The FMUAnalysis returns the following artifacts:

Standard Artifacts

• :FMU: A string for the path to the generated FMU.

Method Overview

The Dyad compiler uses the physical description of the system to generate a system of differential-algebraic equations:

$$\begin{array}{rl}{x}^{\prime }& =f(x,y,u,p,t)\\ 0& =g(x,y,u,p,t)\\ & h(x,y,u,p,t)\end{array}$$

where $x$ are the differential variables, $y$ are the algebraic variables, $p$ are the parameters, and $t$ is the independent variable (time). Notably, the difference from the other analyses, such as TransientAnalysis and SteadyStateAnalysis, is the existance of the values $u$ which are the input functions.
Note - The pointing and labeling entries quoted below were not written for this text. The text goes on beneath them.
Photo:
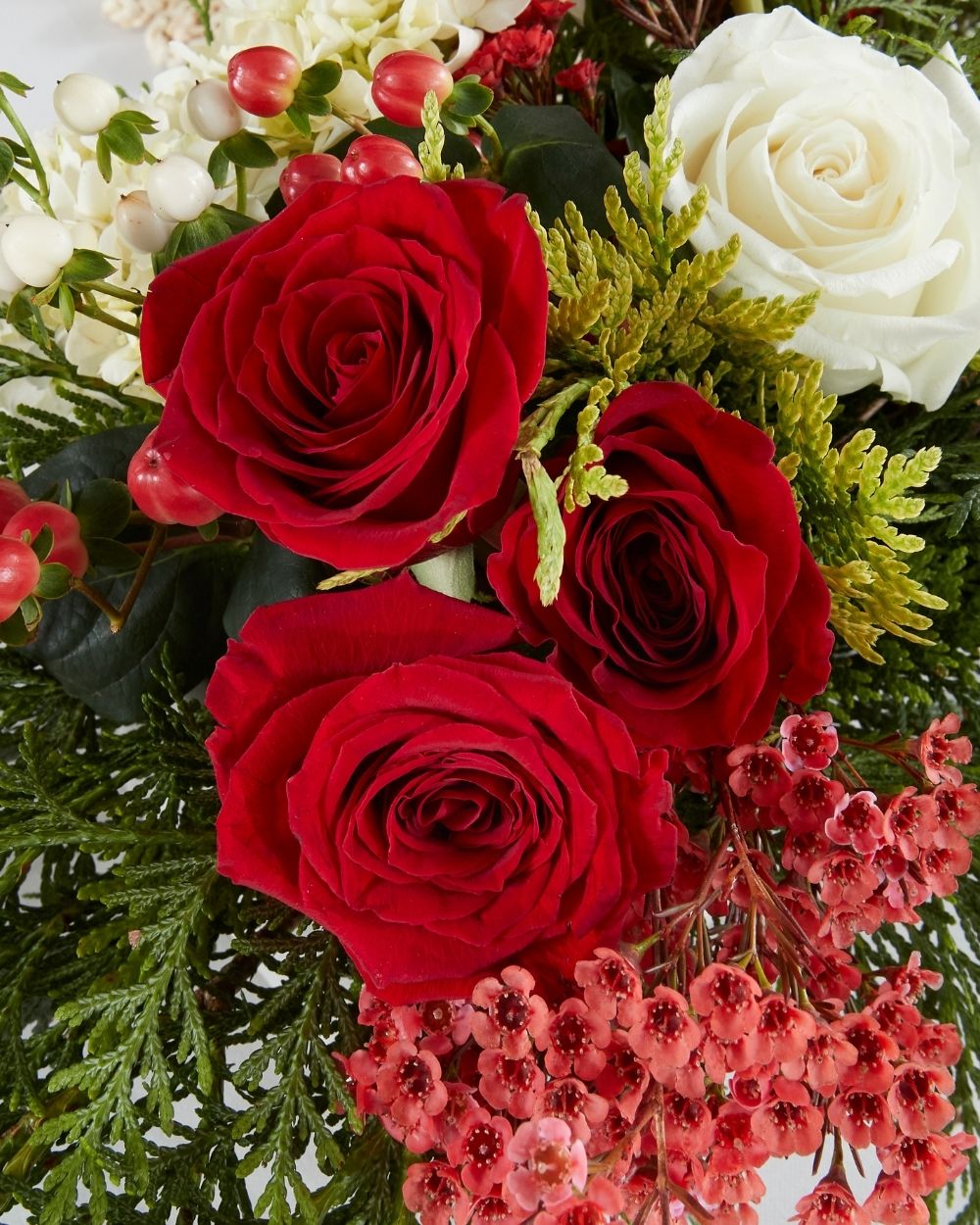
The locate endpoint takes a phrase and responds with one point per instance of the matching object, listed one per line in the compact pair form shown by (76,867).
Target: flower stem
(24,138)
(490,132)
(103,318)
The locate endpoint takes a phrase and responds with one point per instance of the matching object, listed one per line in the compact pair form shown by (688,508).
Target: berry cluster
(733,1028)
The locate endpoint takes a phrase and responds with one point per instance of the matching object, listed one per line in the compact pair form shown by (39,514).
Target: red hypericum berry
(263,79)
(68,548)
(13,498)
(20,571)
(402,81)
(373,158)
(163,496)
(307,170)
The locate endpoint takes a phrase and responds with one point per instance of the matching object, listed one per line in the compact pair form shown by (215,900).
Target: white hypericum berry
(179,187)
(214,111)
(9,283)
(35,249)
(84,103)
(140,225)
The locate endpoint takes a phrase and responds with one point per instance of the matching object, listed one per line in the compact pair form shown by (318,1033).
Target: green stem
(103,318)
(352,121)
(24,138)
(490,132)
(241,189)
(126,295)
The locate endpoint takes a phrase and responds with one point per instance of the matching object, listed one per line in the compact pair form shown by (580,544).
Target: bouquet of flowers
(490,596)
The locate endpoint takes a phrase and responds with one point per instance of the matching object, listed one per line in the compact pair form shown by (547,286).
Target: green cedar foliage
(137,980)
(640,305)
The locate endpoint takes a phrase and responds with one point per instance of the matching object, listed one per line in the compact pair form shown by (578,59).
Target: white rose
(844,172)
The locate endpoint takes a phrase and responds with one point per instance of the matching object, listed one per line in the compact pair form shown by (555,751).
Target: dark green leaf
(299,119)
(67,305)
(104,157)
(319,78)
(53,582)
(123,140)
(6,162)
(470,98)
(217,166)
(43,543)
(246,148)
(137,119)
(10,82)
(103,508)
(86,266)
(633,103)
(14,631)
(552,155)
(270,574)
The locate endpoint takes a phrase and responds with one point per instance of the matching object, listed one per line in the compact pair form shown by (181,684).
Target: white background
(42,40)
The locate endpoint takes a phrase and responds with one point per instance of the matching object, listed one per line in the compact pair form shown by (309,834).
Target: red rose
(388,765)
(690,604)
(351,373)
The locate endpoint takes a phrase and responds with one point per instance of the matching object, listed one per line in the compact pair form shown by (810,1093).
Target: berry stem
(24,138)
These u(t) are values which are given by connections in the system in which the FMU connected. Additionally, $h$ is the output function. As such the generated FMU is a causal component defined with only input and output connectors, no acausal connectors.
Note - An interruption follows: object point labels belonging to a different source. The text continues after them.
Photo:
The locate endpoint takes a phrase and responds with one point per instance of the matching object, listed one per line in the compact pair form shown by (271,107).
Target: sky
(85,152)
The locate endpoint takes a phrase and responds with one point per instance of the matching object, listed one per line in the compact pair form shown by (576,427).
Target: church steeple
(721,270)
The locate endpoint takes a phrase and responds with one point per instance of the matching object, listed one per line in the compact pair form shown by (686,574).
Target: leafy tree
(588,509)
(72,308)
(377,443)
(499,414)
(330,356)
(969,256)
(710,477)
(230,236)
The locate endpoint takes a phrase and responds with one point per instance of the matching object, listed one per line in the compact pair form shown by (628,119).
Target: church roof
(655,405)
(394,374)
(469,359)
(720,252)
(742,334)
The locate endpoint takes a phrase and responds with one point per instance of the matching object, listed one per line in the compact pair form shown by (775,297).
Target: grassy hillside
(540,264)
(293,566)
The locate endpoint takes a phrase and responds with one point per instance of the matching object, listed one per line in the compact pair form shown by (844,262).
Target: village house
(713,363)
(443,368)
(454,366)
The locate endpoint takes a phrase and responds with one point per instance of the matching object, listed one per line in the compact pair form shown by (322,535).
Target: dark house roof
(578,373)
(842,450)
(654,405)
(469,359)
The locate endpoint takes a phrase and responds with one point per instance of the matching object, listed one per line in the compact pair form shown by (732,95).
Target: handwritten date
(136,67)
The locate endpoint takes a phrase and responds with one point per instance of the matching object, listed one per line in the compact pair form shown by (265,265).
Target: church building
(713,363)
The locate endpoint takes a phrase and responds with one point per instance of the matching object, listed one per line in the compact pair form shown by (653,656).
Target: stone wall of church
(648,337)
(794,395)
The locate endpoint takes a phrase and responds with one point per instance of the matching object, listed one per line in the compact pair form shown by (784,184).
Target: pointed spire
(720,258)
For a Model Exechange FMU, a binary is created which executes the $(f,g,h)$ functions of the right-hand side from the state and input values. For a Cosimulation FMU, an ODE solver of the form from a TransientAnalysis is embedded into the system. I.e. a Cosimulation FMU is a clocked component which takes a dt and solves using an ODE solver to predict $(x(t),y(t),h(x(t),y(t),u,p,t))$ where the input value $u$ is a constant given at the clock time.